Introduction

Book version: 0.4.0  ·  Last updated: 2026-05-05  ·  tracks egui_mobius v0.4.0

The book is live — it evolves alongside the framework. Each chapter footer notes the date of its last substantive revision. When egui_mobius ships v0.5.0, this book becomes 0.5.0.

This book is the know-how for building solid, professional GUI applications in Rust on top of egui and the egui_mobius framework. The framework is a workspace of coordinated crates that together make modern dockable, threaded, reactive UI cheap to assemble.

Citizens are plug-ins

The single most important idea in this book is that citizens are plug-ins. Once a panel implements the Citizen trait, it drops into any host app with a four-line integration: cargo add the crate, declare one Dynamic<T> field, add a TabKind variant, render it from the TabViewer. No glue code. Real apps grow by accumulating citizens, not by extending a core — and the Dispatcher is the registry those citizens register with.

egui_lens and egui_quill are the shipped examples; the same shape applies to future citizens, and to any third-party citizen on crates.io. This is what makes the ecosystem composable rather than just architecturally tidy.

CopperForge running on egui_citizen — a docked layout with a 3D gerber view, settings, terminal, and logger panels updating live as the user drives the app.

CopperForge — a real-world egui_citizen + egui_dock application for PCB gerber inspection. Each docked region is a citizen-panel; the panels share state through reactive cells, and the 3D rendering thread is coordinated through the dispatcher.

Three levels of mobius-citizen apps

A mobius-citizen application sits at one of three levels, each adding capability without throwing away what came before:

  • Level 1 — shared Dynamic<T> between panels; the dispatcher manages panel state.
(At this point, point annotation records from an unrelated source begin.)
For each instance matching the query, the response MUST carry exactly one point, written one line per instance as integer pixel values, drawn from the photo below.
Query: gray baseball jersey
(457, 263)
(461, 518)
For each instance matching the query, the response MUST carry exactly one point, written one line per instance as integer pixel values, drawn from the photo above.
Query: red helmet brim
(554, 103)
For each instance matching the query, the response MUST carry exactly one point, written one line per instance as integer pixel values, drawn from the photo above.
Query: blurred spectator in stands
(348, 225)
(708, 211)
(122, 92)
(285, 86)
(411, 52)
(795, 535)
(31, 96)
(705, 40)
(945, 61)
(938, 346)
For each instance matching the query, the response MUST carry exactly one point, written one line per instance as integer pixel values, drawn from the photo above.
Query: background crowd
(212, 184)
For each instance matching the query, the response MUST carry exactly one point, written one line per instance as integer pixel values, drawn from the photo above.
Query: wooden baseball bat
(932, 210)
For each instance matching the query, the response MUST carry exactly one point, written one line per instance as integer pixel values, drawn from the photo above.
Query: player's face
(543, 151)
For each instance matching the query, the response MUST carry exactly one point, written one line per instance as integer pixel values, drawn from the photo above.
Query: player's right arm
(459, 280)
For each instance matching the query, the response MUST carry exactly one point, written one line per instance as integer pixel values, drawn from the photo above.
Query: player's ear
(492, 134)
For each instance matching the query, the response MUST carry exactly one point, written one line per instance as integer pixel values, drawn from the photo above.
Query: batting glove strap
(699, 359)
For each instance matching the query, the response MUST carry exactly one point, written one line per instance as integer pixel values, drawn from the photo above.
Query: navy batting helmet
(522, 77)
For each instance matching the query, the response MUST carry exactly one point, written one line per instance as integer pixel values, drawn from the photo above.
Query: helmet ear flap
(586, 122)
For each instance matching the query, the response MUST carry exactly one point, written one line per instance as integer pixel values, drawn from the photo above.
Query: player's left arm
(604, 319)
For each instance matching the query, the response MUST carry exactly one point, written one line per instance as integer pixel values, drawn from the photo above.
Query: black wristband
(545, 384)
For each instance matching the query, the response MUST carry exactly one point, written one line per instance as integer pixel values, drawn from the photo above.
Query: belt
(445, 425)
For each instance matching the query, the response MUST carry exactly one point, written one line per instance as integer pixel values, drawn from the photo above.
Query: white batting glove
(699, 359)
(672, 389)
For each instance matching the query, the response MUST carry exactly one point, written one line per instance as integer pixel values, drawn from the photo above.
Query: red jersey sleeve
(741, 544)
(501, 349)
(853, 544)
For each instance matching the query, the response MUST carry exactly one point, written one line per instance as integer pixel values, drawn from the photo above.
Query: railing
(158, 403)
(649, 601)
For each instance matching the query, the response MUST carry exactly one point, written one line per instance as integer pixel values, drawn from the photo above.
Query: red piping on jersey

Examples: getting_started, citizen_dock.
  • Level 2 — the dispatcher is extended to handle synchronous backend processing — filter, parser, anything in-process. Examples: filter_plotter, citizen_fetch.
  • Level 3egui_mobius signals and slots wire the dispatcher to async / multi-threaded backends. Example: citizen_signal_async.

Levels 1–2 use egui_citizen and egui_mobius_reactive; level 3 brings in egui_mobius itself.

Who this book is for

Familiarity with egui, with dockable widgets — Qt's Advanced Docking Widgets or egui_dock directly — and with shared-memory threading concepts. If those are comfortable, the rest is just learning the pattern.

How to read this book

Background covers Dynamic<T>, egui_dock, and the vocabulary. Concepts cover the Citizen trait, the dispatcher, messages, and coupling. The Tutorial is a worked example end-to-end — you can go straight there and refer back to Concepts as needed. The book closes with patterns, common pitfalls, and a reference sheet.